Discovery Explained:  Discovery is process used to ascertain or learn something about an organization, its client base, a process, or operational activity.  Organizations that implement discovery systems are attempting to use data in new ways to implement directional change.  These changes should have material impact on the organization such as cost avoidance, revenue creation, or potentially both.  The discovery outputs should be usable by people within the organization to operationalize and take action.  That means that the people must be willing to make changes but also have the time to operationalize change in direction.  Discovery systems can be vital in understanding and adapting change to customer behaviors over a variety of channels, manufacturing inefficiencies, supply chain management, as well as the creation of new products and services all around collecting and analyzing data products such as mobile phones, exercise sensors, healthcare sensors, and telematics devices.  The diagram below, Data Discovery Process, details the 4 step process of data discovery and the people involved.

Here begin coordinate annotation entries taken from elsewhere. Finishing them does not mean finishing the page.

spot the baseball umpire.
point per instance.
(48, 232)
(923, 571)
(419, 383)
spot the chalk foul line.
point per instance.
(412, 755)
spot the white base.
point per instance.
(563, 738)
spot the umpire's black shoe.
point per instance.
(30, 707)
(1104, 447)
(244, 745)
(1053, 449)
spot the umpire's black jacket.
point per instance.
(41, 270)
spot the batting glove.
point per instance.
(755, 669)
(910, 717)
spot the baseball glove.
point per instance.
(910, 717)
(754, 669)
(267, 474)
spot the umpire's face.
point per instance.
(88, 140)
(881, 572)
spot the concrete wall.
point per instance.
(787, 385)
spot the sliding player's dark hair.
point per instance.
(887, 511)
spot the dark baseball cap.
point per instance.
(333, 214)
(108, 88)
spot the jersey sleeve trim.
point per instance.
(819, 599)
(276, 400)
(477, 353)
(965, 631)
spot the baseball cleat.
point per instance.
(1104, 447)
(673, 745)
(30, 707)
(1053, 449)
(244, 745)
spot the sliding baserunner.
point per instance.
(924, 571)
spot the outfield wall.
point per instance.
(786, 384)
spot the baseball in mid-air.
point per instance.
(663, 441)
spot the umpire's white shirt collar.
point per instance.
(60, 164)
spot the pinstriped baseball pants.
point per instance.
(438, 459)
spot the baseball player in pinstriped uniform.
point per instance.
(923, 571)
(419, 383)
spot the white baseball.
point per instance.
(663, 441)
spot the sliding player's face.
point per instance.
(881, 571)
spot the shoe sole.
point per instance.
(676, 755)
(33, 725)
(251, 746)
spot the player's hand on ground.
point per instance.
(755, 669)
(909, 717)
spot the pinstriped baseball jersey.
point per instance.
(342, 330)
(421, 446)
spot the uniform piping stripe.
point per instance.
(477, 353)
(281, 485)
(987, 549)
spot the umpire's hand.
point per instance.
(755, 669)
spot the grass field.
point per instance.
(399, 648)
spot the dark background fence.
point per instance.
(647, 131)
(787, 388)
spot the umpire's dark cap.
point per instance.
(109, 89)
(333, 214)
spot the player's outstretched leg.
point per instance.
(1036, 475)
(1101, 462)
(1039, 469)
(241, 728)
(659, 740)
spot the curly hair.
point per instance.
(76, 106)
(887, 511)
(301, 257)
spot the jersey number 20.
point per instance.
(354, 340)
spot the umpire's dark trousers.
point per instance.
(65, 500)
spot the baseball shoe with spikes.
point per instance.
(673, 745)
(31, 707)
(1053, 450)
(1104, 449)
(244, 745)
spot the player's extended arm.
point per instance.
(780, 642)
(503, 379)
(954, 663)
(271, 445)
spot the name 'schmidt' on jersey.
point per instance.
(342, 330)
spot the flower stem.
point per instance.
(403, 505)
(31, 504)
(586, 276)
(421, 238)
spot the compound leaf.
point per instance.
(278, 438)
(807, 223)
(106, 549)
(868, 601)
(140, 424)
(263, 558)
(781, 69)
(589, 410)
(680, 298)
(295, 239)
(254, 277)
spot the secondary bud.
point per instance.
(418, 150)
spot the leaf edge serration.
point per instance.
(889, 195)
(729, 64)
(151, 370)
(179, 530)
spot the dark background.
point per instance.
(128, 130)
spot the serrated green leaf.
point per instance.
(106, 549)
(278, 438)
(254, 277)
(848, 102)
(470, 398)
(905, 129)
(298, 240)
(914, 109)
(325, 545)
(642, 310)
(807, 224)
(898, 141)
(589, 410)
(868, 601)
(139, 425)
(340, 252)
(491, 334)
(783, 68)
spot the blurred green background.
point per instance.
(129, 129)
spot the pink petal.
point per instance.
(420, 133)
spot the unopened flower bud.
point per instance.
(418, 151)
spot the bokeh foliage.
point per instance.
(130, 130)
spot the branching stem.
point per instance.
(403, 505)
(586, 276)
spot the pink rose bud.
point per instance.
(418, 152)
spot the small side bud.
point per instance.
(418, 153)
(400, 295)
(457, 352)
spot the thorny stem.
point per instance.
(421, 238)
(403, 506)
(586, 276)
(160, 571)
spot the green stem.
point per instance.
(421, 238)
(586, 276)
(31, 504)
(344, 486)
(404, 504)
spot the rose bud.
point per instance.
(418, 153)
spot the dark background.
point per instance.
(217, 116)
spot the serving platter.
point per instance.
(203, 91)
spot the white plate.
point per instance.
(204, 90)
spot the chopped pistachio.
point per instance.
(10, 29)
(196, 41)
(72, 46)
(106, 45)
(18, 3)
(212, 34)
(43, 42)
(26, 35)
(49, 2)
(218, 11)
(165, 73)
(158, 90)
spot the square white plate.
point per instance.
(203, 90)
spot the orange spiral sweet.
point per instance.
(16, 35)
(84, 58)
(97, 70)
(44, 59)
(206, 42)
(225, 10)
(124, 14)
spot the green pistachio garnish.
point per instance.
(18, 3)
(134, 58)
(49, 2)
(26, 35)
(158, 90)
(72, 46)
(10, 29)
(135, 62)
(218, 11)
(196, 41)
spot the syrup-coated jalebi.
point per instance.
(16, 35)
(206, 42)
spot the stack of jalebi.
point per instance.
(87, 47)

Diagram:  Data Discovery Process

The Discovery Process:  Rapid Analytics Development:  We have all heard of RAD or Rapid Application Development and now we are starting hear more and more about Rapid Analytics Development.  Rapid Analytics Development is a process which encompasses tools and people that enable fail fast, change fast and succeed fast analytical outputs on a massive scale of data.  The discovery process starts with an intuition, or idea with respect to new forms of data both structured and unstructured.  For many years we have focused on structured data but have lacked the tools and platforms to add in customer interaction data including: (email, clickstream, chat, productivity documents, and machine logs) The idea is to be able to rapidly construct analytics on a variety of data sources and structures in order to go from transactions to interactions between people, process, and/or equipment.

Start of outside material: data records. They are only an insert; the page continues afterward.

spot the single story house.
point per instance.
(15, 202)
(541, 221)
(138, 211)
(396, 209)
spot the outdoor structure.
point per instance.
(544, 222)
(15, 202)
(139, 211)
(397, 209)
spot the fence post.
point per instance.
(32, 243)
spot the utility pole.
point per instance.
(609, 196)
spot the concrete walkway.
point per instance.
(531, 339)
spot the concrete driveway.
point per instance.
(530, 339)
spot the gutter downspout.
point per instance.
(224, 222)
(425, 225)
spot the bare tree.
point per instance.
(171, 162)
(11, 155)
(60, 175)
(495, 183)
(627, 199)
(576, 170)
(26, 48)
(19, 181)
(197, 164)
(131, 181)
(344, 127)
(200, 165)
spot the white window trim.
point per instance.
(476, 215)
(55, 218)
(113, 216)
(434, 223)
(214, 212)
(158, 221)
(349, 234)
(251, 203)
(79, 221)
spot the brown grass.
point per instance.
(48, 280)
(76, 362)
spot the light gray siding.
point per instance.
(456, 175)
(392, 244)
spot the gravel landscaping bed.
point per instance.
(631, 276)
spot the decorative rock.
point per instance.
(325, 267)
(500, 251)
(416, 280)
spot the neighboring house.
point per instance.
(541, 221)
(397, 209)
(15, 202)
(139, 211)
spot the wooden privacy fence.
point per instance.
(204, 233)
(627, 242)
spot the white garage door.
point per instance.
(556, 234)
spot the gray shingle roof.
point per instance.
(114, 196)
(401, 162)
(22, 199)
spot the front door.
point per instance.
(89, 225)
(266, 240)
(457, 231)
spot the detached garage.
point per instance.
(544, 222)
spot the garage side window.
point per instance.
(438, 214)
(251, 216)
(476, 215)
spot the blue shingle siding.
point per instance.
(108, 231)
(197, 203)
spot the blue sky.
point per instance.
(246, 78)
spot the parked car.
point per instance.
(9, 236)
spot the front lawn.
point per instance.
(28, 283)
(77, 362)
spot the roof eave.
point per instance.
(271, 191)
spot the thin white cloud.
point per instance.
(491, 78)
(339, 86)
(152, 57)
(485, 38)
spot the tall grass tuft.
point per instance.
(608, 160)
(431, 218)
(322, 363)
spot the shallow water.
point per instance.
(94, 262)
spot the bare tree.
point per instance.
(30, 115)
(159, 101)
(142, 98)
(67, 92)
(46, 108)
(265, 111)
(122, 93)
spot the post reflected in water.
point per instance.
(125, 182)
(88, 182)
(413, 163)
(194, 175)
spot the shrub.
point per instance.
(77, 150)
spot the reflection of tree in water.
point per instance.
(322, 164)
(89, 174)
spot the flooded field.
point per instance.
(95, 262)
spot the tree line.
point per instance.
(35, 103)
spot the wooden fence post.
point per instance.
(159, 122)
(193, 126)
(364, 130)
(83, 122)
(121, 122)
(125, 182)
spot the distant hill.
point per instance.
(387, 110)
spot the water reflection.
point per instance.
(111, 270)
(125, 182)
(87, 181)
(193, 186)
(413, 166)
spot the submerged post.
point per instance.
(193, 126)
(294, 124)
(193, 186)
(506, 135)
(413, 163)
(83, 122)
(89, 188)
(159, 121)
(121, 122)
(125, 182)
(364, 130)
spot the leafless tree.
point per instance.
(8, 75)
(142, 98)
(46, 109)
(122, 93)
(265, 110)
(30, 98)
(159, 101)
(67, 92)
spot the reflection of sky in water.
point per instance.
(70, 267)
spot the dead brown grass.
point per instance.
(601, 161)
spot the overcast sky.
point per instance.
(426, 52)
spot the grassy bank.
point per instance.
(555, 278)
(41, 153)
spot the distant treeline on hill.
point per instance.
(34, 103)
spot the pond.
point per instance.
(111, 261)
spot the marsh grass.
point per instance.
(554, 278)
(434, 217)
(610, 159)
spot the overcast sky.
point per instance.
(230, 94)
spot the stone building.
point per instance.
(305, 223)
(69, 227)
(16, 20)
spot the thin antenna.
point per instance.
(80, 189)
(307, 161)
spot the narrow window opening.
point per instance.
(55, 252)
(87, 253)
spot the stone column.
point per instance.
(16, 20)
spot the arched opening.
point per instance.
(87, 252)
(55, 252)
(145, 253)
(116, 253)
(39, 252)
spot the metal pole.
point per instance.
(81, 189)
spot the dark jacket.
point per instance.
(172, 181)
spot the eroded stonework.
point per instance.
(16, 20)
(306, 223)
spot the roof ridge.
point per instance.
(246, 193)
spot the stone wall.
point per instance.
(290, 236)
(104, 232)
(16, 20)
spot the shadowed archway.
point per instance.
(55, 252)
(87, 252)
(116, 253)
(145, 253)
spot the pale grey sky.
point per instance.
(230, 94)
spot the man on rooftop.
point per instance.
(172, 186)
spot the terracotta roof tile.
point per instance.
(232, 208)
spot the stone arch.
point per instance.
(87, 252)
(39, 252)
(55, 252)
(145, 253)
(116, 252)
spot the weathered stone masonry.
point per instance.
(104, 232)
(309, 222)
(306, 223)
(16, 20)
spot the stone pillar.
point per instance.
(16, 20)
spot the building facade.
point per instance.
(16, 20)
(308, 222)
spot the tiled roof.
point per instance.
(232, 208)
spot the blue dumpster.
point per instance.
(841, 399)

There are four parts to the Discovery process:  Data Acquisition, Data Preparation, Analysis, and Visualization or Information Delivery.  The next sections will discuss each part of the process and how it could impact how you manage your discovery platform.  As you read these sections keep in mind ‘Rapid Analytics Development.’

Data Acquisition:  Data Acquisition is the process of attaining and loading data into a discovery platform.  It is critical that you are able to absorb massive amounts of data quickly through a variety of channels and software/network capabilities.  Moving data between systems has always been a major area of cost to more traditional discovery solutions and it also represents an opportunity cost to an organization if it is not fast or delays the ability to exploit the data through analytics.  There should be multiple ways to move data between systems including the network or through more traditional file based mechanisms.  Spending less time in data acquisition enables more time for analytics.  More time for analytics means that analytical outputs can have more time to be implemented operationally through changes in the operations of an organization.

Data Preparation:  Data Preparation is the process of transforming the data into an analytical ready state.  Does my platform not only provide the ability to rapidly ingest data but also simple tools that enable me to prepare data for analytics rapidly?  Data preparation should be able to take advantage of the hardware platform where the data is located, shared nothing infrastructures and high speed networks enable this activity more efficiently.  Again, not spending abundant time in data preparation enables Rapid Analytic Development.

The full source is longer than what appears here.